How to mix sweet potato into pancakes
One of the things I wanted to avoid with this recipe was having a batter that was too wet. Pancakes need a certain amount of heft to hold up when they hit the griddle, so I opted to roast my sweet potato rather than boil it in chunks. This also turned out to be an easier method, given that I didn’t have to mess with peeling or cutting up the sweet potato. I scooped out about a half cup of the flesh and blended it with egg, buttermilk and melted butter, then stirred it into the drained mushy cornmeal.

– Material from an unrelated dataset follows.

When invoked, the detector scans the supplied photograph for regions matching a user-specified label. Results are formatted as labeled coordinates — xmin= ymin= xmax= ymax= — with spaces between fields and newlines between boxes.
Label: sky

From there, it’s pancakes as usual, and you know I couldn’t resist spiking the flour with some spices to welcome the autumn season. Cinnamon was my go-to, and I threw in a little pumpkin spice blend as well. Butter on the griddle, and a warm oven to keep them cozy while we finished up the whole batch.





Welcome autumn!
What I loved about these pancakes, besides the sweet potato flavor and spices, was that the insides were creamy and almost custard-like, thanks to the soaked cornmeal. They were so comforting and delicious with a pat of butter and real maple syrup, plus smoky bacon on the side. A lovely introduction to the season. I’d make these again in a heartbeat, and I probably won’t wait until next autumn. What flavors are you looking forward to this fall?
Sweet Potato-Cornmeal Pancakes

Pre-soaking the cornmeal helps give these tender pancakes a custard-like interior. The sweet potato makes them perfect for fall breakfast, brunch or dinner.
Ingredients
- 1/2 cup medium grind cornmeal
- 1/2 cup roasted sweet potato (warm)
- 1 egg, at room temperature
- 3/4 cup buttermilk, at room temperature
- 1 Tbsp. sorghum, maple syrup or honey
- 3 Tbsp. melted butter
- 3/4 cup all-purpose flour
- 1 tsp. baking powder
- 1/2 tsp. baking soda
- 1/2 tsp. salt
- 1/4 tsp. cinnamon, nutmeg or pie spice
Directions
- Pour enough boiling water to cover cornmeal in a small bowl. Stir to break up any lumps. Rest this at least an hour before draining through a mesh strainer.
- Combine flour, baking powder, soda, salt and spices in a batter bowl.
- Combine sweet potato, egg, buttermilk, sorghum and melted butter in a blender. Pulse or blend until smooth. Stir in soaked cornmeal.
- Add wet ingredients to flour mixture, folding gently to combine. Do not overmix; there may be a few lumps.
- Heat griddle to medium heat. Melt butter in spots where you’ll cook the pancakes. Add batter and cook until the edges are set and the top is bubbly. Use a spatula to gently turn pancakes to cook the other side.
- Keep pancakes on a plate in a warm oven until all batter is cooked. Serve with butter and maple syrup.